The subspace similarity measure is: 0.26528483629226685


In [47]:
import torch

# Gather all keys and sort them
all_keys = sorted(list(lora1_tensors.keys()))

# Filter keys for lora_down and lora_up pairs
lora_down_keys = [key for key in all_keys if 'lora_down' in key]
lora_up_keys = [key for key in all_keys if 'lora_up' in key]

# Ensure we have matching pairs of keys
assert len(lora_down_keys) == len(lora_up_keys), "Mismatch in number of 'lora_down' and 'lora_up' keys"
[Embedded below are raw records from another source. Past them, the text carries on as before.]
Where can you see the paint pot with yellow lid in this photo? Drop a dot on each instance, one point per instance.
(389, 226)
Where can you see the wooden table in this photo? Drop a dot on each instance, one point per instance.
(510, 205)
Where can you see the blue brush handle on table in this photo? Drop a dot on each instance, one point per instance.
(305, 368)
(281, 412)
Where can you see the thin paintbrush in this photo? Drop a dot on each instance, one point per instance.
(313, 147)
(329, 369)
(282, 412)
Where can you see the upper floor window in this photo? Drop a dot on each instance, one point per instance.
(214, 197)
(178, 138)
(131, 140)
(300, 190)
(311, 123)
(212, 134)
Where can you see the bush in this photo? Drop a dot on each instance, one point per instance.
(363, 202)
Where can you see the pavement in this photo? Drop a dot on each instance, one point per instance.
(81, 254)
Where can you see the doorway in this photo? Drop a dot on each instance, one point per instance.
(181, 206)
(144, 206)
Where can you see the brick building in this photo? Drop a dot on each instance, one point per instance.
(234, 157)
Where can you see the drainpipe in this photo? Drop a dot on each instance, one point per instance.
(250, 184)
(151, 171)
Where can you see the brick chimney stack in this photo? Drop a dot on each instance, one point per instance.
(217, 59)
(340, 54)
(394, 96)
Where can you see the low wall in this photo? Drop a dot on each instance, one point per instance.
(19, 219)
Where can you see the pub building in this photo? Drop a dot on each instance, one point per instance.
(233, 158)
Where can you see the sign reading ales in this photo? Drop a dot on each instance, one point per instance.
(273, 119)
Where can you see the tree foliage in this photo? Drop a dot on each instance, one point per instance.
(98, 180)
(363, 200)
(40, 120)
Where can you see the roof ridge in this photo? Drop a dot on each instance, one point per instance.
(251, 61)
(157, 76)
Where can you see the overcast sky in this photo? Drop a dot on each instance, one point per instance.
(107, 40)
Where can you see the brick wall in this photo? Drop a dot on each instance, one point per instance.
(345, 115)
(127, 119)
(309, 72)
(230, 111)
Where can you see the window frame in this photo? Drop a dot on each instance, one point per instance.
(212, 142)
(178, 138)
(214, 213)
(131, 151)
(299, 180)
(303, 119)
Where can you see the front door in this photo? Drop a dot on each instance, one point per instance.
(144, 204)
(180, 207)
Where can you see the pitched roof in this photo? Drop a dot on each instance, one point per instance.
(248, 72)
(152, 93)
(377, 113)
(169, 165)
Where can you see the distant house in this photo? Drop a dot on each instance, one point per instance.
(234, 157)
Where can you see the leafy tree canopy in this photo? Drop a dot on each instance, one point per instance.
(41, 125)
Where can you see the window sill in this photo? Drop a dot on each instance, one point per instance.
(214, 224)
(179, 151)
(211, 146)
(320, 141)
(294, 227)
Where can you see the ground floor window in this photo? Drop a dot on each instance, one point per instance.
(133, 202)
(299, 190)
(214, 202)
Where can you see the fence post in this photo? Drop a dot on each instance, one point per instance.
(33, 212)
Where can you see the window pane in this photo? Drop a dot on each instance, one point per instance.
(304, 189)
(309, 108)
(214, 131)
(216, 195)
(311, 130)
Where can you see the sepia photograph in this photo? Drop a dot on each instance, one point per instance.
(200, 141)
# Define the subspace similarity measure
def phi(U1, U2, i, j):
    U1_i = U1[:, :i]  # First i columns of U1
    U2_j = U2[:, :j]  # First j columns of U2
    
    product = torch.matmul(U1_i.t(), U2_j)  # Matrix multiplication
    norm = torch.norm(product)  # Frobenius norm
    
    return norm ** 2 / min(i, j)

# Iterate over all layers
for layer in range(len(lora_down_keys)):
    try:
        # Extract the corresponding A and B matrices
        A1 = lora1_tensors[lora_down_keys[layer]].float()
        B1 = lora1_tensors[lora_up_keys[layer]].float()

        A2 = lora2_tensors[lora_down_keys[layer]].float()
        B2 = lora2_tensors[lora_up_keys[layer]].float()

        # Print the shapes of A1 and B1 matrices for troubleshooting
        print(f"A1 shape: {A1.shape}")
        print(f"B1 shape: {B1.shape}")

        print(f"A2 shape: {A2.shape}")
        print(f"B2 shape: {B2.shape}")

        # Compute the update matrices
        Delta_W1 = torch.matmul(B1, A1)
        print(f"ΔW1 shape: {Delta_W1.shape}")
        Delta_W2 = torch.matmul(B2, A2)
        print(f"ΔW2 shape: {Delta_W2.shape}")


        # Compute the SVD of the update matrices
        U1, _, _ = torch.svd(Delta_W1)
        U2, _, _ = torch.svd(Delta_W2)

        # Calculate the subspace similarity measure
        i = U1.size(1)  # Number of columns in U1
        j = U2.size(1)  # Number of columns in U2
        result = phi(U1, U2, i, j)  # Replace i and j with the desired values

        print(f"The subspace similarity measure for layer {layer} is: {result}")

    except RuntimeError as e:
        # Print the layer number and the error message
        print(f"Error occurred at layer {layer}: {e}")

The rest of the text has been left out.